Ebooks are forever. Understand what copyright is. Understand that money flows toward the writer. Understand that the more control you have, the less likely you are to be at the mercy of others.
The first step, in any revolution, is making the exploited aware of how they're being exploited. We have a growing body of evidence that shows self-publishing is good, and legacy publishing is exploitative.
We need to share that evidence if we want change to happen.
Tell your stories. Be proud of your accomplishments. Stop succeeding in silence.
I used to tell an old joke about Smokey the Bear. His catchphrase was, "Only you can prevent forest fires." And I was going broke, spending 24 hours a day, 7 days a week, without sleep, running around the country preventing forest fires. Because only I can."

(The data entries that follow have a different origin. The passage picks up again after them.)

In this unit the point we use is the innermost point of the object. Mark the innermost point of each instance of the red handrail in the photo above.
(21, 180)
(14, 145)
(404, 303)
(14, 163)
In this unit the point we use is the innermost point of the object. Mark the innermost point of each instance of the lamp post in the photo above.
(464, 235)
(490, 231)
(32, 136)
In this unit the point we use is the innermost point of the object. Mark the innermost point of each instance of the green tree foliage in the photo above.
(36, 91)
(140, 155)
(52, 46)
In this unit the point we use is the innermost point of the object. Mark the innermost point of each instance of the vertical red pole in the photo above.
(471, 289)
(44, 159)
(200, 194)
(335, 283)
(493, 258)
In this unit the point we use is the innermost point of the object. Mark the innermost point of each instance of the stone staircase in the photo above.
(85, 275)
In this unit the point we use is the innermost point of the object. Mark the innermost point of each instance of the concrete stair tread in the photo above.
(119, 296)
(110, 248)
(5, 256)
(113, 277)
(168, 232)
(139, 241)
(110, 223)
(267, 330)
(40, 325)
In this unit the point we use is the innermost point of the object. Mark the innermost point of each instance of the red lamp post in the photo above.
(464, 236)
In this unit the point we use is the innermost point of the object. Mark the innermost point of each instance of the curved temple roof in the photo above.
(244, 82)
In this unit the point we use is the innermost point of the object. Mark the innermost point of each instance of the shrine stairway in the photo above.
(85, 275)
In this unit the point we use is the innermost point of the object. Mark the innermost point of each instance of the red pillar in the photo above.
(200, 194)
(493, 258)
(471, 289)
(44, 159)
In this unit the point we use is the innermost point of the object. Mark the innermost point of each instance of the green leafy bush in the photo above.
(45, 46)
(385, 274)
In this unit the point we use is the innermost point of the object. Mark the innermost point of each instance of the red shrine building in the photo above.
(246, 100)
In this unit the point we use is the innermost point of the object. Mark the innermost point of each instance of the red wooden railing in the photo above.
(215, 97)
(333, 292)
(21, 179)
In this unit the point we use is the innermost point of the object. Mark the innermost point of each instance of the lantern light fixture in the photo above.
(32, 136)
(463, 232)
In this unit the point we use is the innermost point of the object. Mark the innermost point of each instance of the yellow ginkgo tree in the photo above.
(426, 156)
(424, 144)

In 2009, I began to live that joke. I blogged about Kindle, and self-publishing, and was met with disbelief, disapproval, and outright scorn. I was called a liar, an anomaly, and outlier. My success was falsely attributed to my legacy background. When I suggested others try self-pubbing, I was met with fierce resistance. I was despised.
But some people listened. Others figured out what I had without me. And soon there were a whole bunch of us, posting our numbers, enlightening each other.
It took five years, but the legacy industry is finally engaging us. And they're scared. As they should be. Because without authors, they have nothing to publish. And the more authors who know how easy it is to self-publish, and how unconscionable those legacy deals are, the better off we're all going to be. Legacy publishers, when faced with fewer and fewer quality submissions, will either have to change their terms, or perish.
The more writers who understand this, the better off we all are.
Talk about it. Be proud of it. Fight bullshit when you see it. Educate those who don't understand it.
The exploitation of writers stops, right now.